Recently, Matthias Radtke has written a very nice blog post on Topic Modeling of the codecentric Blog Articles, where he is giving a comprehensive introduction to Topic Modeling. In this article I am showing a real-world example of how we can use Data Science to gain insights from text data and social network analysis.
I am using publicly available Twitter data to characterize codecentric’s friends and followers for
- identifying the most “influential” followers and using text analysis tools like sentiment analysis to characterize their interests from their user descriptions
- performing Social Network Analysis on friends, followers and a subset of second degree connections to identify key players who will be able to pass on information to a wide reach of other users and
- combing this network analysis with topic modeling to identify meta-groups with similar interests.
Knowing the interests and social network positions of our followers allows us to identify key users who are likely to retweet posts that fall within their range of interests and who will reach a wide audience.
Via the Twitter REST API anybody can access Tweets, Timelines, Friends and Followers of users or hash-tags. One drawback of the REST API is its rate limit of 15 requests per application per rate limit window (15 minutes). An alternative would be to use Twitters’s Streaming API, if you wanted to continuously stream data of specific users, topics or hash-tags. Here though, I want to look at a snapshot of codecentric’s Twitter followers to show some of the possibilities that analyzing this information holds.
On July 15th, codecentric had 449 friends (users who codecentric follows) and 2732 followers (users who follow codecentric), while 261 of them are simultaneously friends & followers.
We now have the following information about these friends and followers:
- user name
- user screen name
- user description (the short introduction that each user can write about themselves)
- number of tweets per user
- number of followers per user
- number of friends per user
- date of account creation
- account location
- account language
This data can tell us a lot about who is interested in codecentric and what we do. We can e.g. start with a simple exploratory data analysis and look at what languages the accounts are set to – no need for fancy models (just yet)!

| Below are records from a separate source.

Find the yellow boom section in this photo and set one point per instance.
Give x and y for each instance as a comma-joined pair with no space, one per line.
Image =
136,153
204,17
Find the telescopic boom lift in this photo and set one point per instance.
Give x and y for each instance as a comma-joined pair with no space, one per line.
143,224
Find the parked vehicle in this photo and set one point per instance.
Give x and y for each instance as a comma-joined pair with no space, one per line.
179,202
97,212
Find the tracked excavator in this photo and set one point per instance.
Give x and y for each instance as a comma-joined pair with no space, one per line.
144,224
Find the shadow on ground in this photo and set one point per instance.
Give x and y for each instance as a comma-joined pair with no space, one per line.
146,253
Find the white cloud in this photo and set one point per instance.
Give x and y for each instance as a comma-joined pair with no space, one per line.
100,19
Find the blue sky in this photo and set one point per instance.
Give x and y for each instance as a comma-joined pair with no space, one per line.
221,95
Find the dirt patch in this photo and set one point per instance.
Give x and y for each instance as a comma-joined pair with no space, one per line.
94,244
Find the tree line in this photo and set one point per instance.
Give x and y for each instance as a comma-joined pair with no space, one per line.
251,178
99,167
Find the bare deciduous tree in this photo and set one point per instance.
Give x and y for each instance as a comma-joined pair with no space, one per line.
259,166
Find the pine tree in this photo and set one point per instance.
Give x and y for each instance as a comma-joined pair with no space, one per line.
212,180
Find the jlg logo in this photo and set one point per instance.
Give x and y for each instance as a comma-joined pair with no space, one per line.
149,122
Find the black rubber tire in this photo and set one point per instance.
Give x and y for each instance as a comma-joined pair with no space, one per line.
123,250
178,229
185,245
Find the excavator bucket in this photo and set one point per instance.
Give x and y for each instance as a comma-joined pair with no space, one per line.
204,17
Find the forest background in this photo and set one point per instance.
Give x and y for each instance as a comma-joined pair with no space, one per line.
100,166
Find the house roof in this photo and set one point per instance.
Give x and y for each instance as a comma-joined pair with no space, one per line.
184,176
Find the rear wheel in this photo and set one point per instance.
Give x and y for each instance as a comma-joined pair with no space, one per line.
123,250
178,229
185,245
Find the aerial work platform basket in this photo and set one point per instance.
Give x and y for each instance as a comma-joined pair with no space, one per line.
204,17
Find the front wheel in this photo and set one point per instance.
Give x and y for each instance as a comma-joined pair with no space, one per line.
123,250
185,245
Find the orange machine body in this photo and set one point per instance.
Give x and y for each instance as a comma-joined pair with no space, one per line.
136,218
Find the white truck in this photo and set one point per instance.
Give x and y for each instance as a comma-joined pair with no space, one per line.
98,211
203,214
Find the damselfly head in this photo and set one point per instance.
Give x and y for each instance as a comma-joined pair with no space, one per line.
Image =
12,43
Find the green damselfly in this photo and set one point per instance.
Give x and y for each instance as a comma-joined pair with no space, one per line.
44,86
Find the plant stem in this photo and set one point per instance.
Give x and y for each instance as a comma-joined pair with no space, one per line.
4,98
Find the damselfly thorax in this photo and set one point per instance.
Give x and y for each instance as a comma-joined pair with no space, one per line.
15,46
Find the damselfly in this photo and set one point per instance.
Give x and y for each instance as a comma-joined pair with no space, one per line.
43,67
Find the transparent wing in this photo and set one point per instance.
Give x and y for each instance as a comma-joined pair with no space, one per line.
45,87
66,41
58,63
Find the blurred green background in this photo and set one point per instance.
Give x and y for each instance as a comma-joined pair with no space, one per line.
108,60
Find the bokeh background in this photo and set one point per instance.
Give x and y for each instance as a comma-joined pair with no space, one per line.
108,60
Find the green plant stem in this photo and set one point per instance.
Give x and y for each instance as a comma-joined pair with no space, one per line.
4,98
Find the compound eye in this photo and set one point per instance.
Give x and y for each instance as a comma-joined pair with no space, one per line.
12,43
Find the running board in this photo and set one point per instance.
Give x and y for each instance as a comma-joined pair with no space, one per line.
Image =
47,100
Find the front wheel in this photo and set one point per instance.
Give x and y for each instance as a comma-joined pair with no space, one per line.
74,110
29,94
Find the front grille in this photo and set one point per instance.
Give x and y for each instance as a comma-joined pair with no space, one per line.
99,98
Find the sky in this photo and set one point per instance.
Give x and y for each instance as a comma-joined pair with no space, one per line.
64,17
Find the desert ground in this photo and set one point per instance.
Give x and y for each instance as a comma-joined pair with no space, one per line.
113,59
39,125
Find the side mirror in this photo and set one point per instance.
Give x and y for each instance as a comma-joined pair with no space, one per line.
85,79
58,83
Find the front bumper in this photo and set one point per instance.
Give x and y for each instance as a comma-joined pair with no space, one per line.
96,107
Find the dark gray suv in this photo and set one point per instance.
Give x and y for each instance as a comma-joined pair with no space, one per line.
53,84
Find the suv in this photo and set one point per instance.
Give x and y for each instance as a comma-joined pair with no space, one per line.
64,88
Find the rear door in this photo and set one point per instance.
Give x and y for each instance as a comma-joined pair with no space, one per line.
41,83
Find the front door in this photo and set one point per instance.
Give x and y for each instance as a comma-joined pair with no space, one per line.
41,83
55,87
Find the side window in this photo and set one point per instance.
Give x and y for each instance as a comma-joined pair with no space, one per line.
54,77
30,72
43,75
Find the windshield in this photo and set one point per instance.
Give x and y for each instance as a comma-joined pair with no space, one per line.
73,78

As we can see, the vast majority of friends and followers have English and German account settings. The insight derived from this is that tweeting in both, German and English will find an audience among our followers (even though English would probably be more inclusive, assuming that most, if not all, German followers will also be able to understand English tweets).
Who are codecentric’s most influential followers and what are they interested in?

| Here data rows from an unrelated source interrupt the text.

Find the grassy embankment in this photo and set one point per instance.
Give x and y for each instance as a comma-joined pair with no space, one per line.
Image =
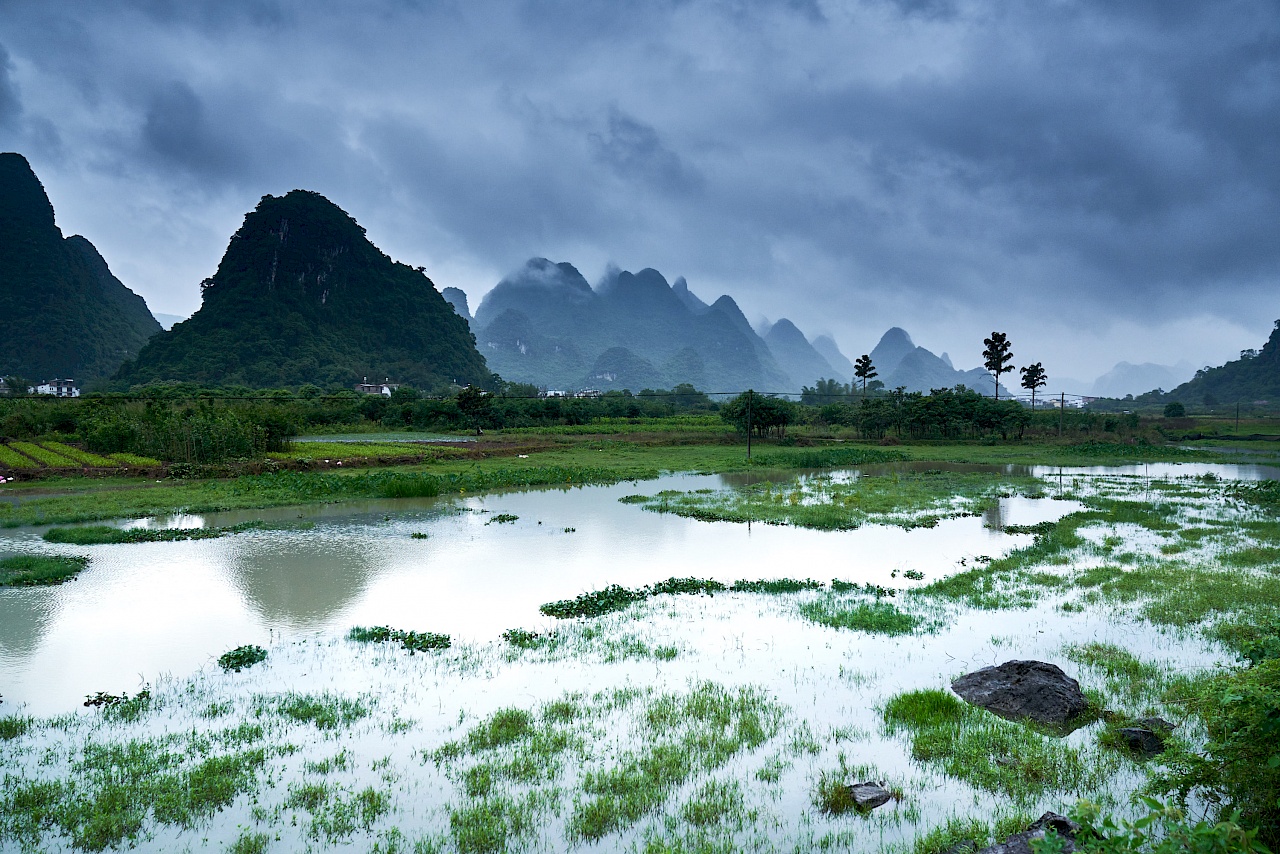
1194,556
507,461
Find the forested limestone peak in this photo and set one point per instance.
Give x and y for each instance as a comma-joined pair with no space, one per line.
302,296
64,314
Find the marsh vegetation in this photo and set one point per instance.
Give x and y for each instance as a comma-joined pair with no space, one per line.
696,709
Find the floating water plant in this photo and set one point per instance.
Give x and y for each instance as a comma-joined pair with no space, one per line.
31,570
410,640
242,657
105,534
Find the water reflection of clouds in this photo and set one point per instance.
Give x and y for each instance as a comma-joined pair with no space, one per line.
173,607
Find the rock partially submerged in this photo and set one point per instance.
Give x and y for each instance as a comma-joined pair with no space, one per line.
1024,690
1022,843
869,795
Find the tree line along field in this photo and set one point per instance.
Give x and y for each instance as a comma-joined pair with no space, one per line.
108,433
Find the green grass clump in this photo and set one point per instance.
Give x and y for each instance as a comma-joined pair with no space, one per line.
136,460
14,726
873,617
13,460
1125,674
986,752
682,735
42,455
414,642
113,790
109,535
597,603
242,657
324,711
83,457
31,570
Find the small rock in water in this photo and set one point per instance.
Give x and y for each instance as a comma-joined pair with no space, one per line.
869,795
1142,741
1156,725
1024,689
1022,843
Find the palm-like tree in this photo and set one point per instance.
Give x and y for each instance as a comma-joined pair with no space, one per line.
864,370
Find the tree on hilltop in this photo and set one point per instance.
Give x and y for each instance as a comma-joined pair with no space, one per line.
864,370
997,356
1034,378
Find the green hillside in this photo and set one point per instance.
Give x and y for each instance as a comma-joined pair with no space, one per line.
1253,377
301,296
63,314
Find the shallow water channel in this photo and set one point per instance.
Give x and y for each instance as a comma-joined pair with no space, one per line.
160,613
145,610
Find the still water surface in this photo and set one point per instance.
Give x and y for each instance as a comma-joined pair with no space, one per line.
147,610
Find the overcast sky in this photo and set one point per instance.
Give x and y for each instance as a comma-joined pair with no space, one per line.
1100,179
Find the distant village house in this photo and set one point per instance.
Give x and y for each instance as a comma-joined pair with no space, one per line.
56,387
376,388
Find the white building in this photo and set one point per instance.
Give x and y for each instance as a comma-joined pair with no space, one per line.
58,388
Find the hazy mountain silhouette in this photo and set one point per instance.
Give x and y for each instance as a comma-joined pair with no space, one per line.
1253,377
900,361
1127,378
301,296
795,355
62,311
828,350
545,324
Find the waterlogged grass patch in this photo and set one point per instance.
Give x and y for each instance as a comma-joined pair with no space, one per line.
876,617
1127,676
986,752
114,790
414,642
323,711
242,657
33,570
597,603
905,499
337,812
105,534
681,735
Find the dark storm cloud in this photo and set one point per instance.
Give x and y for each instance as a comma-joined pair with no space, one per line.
1089,161
10,105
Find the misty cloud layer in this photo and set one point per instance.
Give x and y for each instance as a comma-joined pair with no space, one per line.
1100,179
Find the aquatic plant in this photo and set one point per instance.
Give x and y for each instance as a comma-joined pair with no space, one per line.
31,570
242,657
411,640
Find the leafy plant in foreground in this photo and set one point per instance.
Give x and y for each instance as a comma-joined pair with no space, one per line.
242,657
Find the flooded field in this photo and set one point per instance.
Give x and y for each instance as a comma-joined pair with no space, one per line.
673,724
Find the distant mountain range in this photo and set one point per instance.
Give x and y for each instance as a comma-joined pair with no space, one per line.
62,313
900,362
301,296
1253,377
545,324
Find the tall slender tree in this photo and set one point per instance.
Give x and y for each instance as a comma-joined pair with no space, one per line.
1033,378
864,370
996,356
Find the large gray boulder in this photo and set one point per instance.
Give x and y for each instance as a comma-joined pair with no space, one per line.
1024,689
1022,843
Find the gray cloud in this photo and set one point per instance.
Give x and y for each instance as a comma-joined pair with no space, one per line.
10,105
926,163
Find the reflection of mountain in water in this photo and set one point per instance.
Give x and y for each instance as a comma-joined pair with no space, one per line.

We can also try to identify our most influential followers. These would be followers with a big network (i.e. who have many followers) and who also tweet/re-tweet a lot. If we capture these followers’ interests with one of our tweets, they are a) more likely to re-tweet and b) will reach a bigger audience by doing so!
The plot above shows the correlation between the number of followers codecentric’s followers have and how often they tweet.

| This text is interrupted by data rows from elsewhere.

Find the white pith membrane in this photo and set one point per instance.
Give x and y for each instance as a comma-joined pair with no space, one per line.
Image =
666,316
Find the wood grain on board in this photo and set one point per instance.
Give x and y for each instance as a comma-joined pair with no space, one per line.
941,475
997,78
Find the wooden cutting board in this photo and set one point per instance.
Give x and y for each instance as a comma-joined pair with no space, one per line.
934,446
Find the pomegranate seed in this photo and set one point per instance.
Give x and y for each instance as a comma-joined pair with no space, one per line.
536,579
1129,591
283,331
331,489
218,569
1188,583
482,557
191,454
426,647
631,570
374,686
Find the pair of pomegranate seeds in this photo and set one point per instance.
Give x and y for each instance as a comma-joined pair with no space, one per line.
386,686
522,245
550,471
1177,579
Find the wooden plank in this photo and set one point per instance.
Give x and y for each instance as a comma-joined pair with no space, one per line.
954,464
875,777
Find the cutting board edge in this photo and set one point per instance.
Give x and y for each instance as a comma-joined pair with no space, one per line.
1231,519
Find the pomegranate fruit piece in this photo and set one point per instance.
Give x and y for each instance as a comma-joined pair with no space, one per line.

Now that we know who our most influential followers are, we can analyze their short descriptions about themselves to find out what they are interested in. By proxy, this will give us an idea about which kind of tweets are most likely to capture their interest. Of course, this is not to say that these are the only people who (should) matter and that tweets should be tailored towards these interests only! Covering a wide range of topics makes for an interesting and authentic profile but since “knowledge is power”, it can be extremely valuable to know which tweets/posts are likely to increase visibility!
In order to extract information from the descriptions of the most influential followers (defined as the top 100 followers based on a score of follower count * average tweets per day), I am making use of text analysis and natural language processing tools.
To prepare the data, I am splitting the user descriptions into words, convert each word to its word stem and remove stop words.
We can now identify the most common words in these descriptions.
Not surprisingly, software development, agile and business are among the most common words. But also IoT, data and science occur frequently in our influential followers’ descriptions!
Instead of looking for the most common words, we can also look for the most common word pairs (bigrams).
This graph shows the most common word pairs in our influential followers’ descriptions (arrow colors represent how often the pair occurs). Because we are looking at a relatively small set of followers, none of the word pairs occur exceptionally often. Still, data science is the most common word pair!
Sentiment analysis describes a collection of natural language processing tools and resources that are used to identify subjective information in text, like positive or negative sentiment, joy, digust, fear, anger, etc.
Here, we can also use bigram analysis to identify negated meanings, i.e. words preceded by “not”, “no”, etc. In sentiment analysis, the meanings of negated words can then be reversed.
This plot shows the overall sentiment in the user descriptions of the most influential followers. Based on Bing Liu’s sentiment lexicon, we can score how many positive and negative words were used in each followers’ description. Because this lexicon is only available for the English language, we can only get realiable scores for followers with an English description (68 out of 100 followers have an English language setting). As we can see, the majority of followers have predominantly positive descriptions.